Britain has slipped to 15th place in the world rankings for the number of graduates it produces from being 3rd in 2000.
Whilst Finland has 63 percent of its young people graduating, the UK trails behind Poland and the Czech Republic with just 35 percent.
The report, by the Organisation for Economic and Co-operation and Development (OECD), comes at a time when British Universities are dealing with cuts in funding.
A £200m cut was announced by George Osborne for the rest of the UK while Scotland are receiving what The National Union of Students in Scotland believe is a "cut in real terms", with an overall 1.2 percent increase in last years budget.
The OECD report shows that Britain is failing to keep pace with other nations before the cuts were announced.
Dr Wendy Piatt, Director General of the Russell Group, said:
“Whilst we can be rightfully proud that the UK’s leading universities are considered to be among the very best anywhere, without more investment in higher education, as the OECD figures signal, the UK risks jeopardising the competitive advantage which has made its universities the envy of the world.
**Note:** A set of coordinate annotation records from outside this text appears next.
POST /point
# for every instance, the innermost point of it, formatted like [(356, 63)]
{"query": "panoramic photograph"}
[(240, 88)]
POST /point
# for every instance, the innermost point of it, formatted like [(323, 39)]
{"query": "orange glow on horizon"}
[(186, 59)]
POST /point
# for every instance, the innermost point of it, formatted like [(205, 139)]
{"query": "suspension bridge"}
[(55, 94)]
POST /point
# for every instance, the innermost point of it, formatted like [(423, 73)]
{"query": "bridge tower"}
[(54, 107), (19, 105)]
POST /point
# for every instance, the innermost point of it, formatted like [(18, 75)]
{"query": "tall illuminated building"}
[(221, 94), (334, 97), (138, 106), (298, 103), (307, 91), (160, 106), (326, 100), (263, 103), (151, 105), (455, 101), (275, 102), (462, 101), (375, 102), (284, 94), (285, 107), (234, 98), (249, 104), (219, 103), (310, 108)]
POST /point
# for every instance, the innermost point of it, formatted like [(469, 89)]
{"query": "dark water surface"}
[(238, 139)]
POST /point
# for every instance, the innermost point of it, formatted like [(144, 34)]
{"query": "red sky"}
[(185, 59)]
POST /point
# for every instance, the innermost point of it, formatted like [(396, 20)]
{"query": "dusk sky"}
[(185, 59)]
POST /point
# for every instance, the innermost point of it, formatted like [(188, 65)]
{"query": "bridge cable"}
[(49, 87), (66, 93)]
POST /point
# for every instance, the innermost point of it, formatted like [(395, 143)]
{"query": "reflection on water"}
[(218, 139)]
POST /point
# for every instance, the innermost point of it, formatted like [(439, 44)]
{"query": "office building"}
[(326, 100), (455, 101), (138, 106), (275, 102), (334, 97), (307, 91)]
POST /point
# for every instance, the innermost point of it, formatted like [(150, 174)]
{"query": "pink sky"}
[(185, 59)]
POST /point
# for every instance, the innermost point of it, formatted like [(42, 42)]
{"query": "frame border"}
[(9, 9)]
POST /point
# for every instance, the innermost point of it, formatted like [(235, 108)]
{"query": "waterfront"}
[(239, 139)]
“UK research-intensive universities currently punch well above their weight in the international sphere but are under-resourced in comparison with their international competitors. Looking just at public expenditure on higher education, the UK’s investment of 0.7% of GDP is one of the lowest in the OECD (the average is 1.0 percent). The UK’s total expenditure on HE amounts to just 1.3 percent of its GDP--a figure which is outpaced not only by the US and Australia and Canada but also by Korea and Japan.”
In Scotland, roughly 70,000 graduate per year from higher education, with less than half able to find full-time employment of any kind soon after completing their studies.
A spokesman from the Universities of Scotland told The Journal :
"Although the OECD does not produce seperate figures for Scotland, there's an important message here for policy makers in all parts of the UK: competitor nations are making substantial investments in order to equip large numbers of their young people with the graduate level skills which will be critical in attracting global investments and generating economic growth over the next twenty years.
"The figures underline the fact that we cannot afford to become complacent and let others take the advantage we previously held."